Geometry-Aligned LLM Fine-Tuning for Sequential Narrow-Opening Planning
New AI training method combines failure-driven SFT and geometric rewards to teach robots long-horizon reasoning.
Researchers Al Jaber Mahmud and Xuan Wang have introduced a novel framework for teaching large language models (LLMs) to solve complex robotic planning problems. Their paper, "Geometry-Aligned LLM Fine-Tuning for Sequential Narrow-Opening Planning," tackles the challenge of rigid-body motion through multiple sequential narrow openings. This requires long-horizon geometric reasoning, as the configuration used to pass through an initial opening directly constrains the possible poses for all subsequent ones. The core innovation is a training pipeline that forces the LLM to output structured, machine-readable waypoint sequences that are both executable and coordinated across the entire sequence of obstacles.
Their method employs a two-stage bi-level training pipeline. First, they perform failure-driven supervised fine-tuning (SFT) using Low-Rank Adaptation (LoRA) on human demonstration data. This stage explicitly teaches the model common failure modes by incorporating structured feedback, ensuring it learns the correct output format. Second, they refine the same LoRA adapters using Group Relative Policy Optimization (GRPO), a reinforcement learning technique. Here, the model's proposed waypoint sequences are densified by a model-based planner and then scored with a deterministic, geometry-derived reward function that verifies continuous-motion feasibility.
The results demonstrate the framework's effectiveness. In simulations, their geometry-aligned LLM achieved the highest success rates in both in-distribution and out-of-distribution test environments. Qualitatively, the model exhibits advanced reasoning by strategically selecting exit poses from one opening that naturally facilitate entry into the next, showcasing true long-horizon planning. This work represents a significant step toward bridging the gap between high-level language model reasoning and low-level, geometrically-valid robotic control.

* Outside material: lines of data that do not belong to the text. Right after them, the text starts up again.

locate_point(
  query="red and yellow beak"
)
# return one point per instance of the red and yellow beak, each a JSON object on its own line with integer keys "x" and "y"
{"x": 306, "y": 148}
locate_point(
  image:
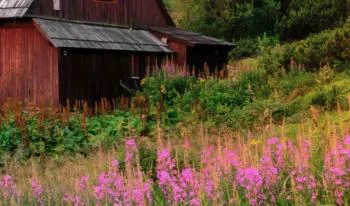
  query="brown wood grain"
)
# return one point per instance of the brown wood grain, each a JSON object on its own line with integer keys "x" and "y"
{"x": 28, "y": 66}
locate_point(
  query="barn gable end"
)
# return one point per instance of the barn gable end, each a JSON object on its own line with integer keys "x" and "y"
{"x": 28, "y": 65}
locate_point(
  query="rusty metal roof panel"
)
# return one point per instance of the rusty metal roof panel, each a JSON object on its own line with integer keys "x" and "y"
{"x": 189, "y": 37}
{"x": 14, "y": 8}
{"x": 69, "y": 34}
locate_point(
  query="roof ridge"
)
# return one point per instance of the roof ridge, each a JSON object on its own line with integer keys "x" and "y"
{"x": 81, "y": 22}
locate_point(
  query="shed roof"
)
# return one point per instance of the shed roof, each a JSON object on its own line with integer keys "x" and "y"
{"x": 69, "y": 34}
{"x": 190, "y": 38}
{"x": 14, "y": 8}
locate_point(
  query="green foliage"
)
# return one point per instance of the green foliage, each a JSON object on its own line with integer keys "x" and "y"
{"x": 326, "y": 49}
{"x": 24, "y": 136}
{"x": 244, "y": 20}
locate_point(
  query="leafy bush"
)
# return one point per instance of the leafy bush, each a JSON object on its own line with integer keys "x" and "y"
{"x": 330, "y": 47}
{"x": 26, "y": 135}
{"x": 245, "y": 48}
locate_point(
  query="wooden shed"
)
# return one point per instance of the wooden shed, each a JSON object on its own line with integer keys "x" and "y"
{"x": 52, "y": 51}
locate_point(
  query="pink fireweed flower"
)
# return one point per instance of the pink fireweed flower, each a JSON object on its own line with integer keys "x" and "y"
{"x": 273, "y": 141}
{"x": 305, "y": 182}
{"x": 115, "y": 164}
{"x": 347, "y": 140}
{"x": 37, "y": 189}
{"x": 337, "y": 171}
{"x": 83, "y": 183}
{"x": 74, "y": 200}
{"x": 131, "y": 148}
{"x": 251, "y": 180}
{"x": 8, "y": 188}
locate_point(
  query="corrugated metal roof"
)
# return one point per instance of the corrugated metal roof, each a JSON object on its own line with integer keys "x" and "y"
{"x": 69, "y": 34}
{"x": 191, "y": 38}
{"x": 14, "y": 8}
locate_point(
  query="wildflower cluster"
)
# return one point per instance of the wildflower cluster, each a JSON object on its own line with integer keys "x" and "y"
{"x": 282, "y": 170}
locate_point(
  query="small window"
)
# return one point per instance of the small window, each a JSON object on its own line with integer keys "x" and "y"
{"x": 106, "y": 1}
{"x": 57, "y": 5}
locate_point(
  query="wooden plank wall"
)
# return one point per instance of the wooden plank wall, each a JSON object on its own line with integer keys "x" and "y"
{"x": 138, "y": 13}
{"x": 28, "y": 66}
{"x": 92, "y": 75}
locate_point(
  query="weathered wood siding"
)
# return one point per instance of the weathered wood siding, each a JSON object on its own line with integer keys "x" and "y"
{"x": 28, "y": 66}
{"x": 138, "y": 13}
{"x": 92, "y": 75}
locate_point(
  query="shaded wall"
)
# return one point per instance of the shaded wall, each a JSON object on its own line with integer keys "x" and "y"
{"x": 92, "y": 75}
{"x": 28, "y": 65}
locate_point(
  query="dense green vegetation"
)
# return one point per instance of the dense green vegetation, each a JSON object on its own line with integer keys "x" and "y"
{"x": 244, "y": 21}
{"x": 284, "y": 83}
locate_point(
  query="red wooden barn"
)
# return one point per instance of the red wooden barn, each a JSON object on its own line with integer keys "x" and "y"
{"x": 54, "y": 50}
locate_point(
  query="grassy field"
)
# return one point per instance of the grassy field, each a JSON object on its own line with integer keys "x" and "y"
{"x": 276, "y": 131}
{"x": 303, "y": 164}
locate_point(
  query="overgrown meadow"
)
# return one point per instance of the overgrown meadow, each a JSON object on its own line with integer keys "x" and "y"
{"x": 277, "y": 133}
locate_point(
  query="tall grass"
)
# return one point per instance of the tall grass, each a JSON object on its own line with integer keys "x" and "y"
{"x": 301, "y": 164}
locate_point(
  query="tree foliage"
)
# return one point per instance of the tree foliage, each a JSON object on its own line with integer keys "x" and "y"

- Uses a bi-level pipeline: failure-driven LoRA SFT followed by GRPO refinement with geometric verification.
- Generates fixed-length, machine-readable waypoint sequences for coordinated motion through sequential openings.
- Achieved highest simulation success rates by teaching the LLM to select poses that facilitate subsequent maneuvers.
Why It Matters
Enables more autonomous and reliable robots for logistics, search & rescue, and maintenance in cluttered, constrained environments.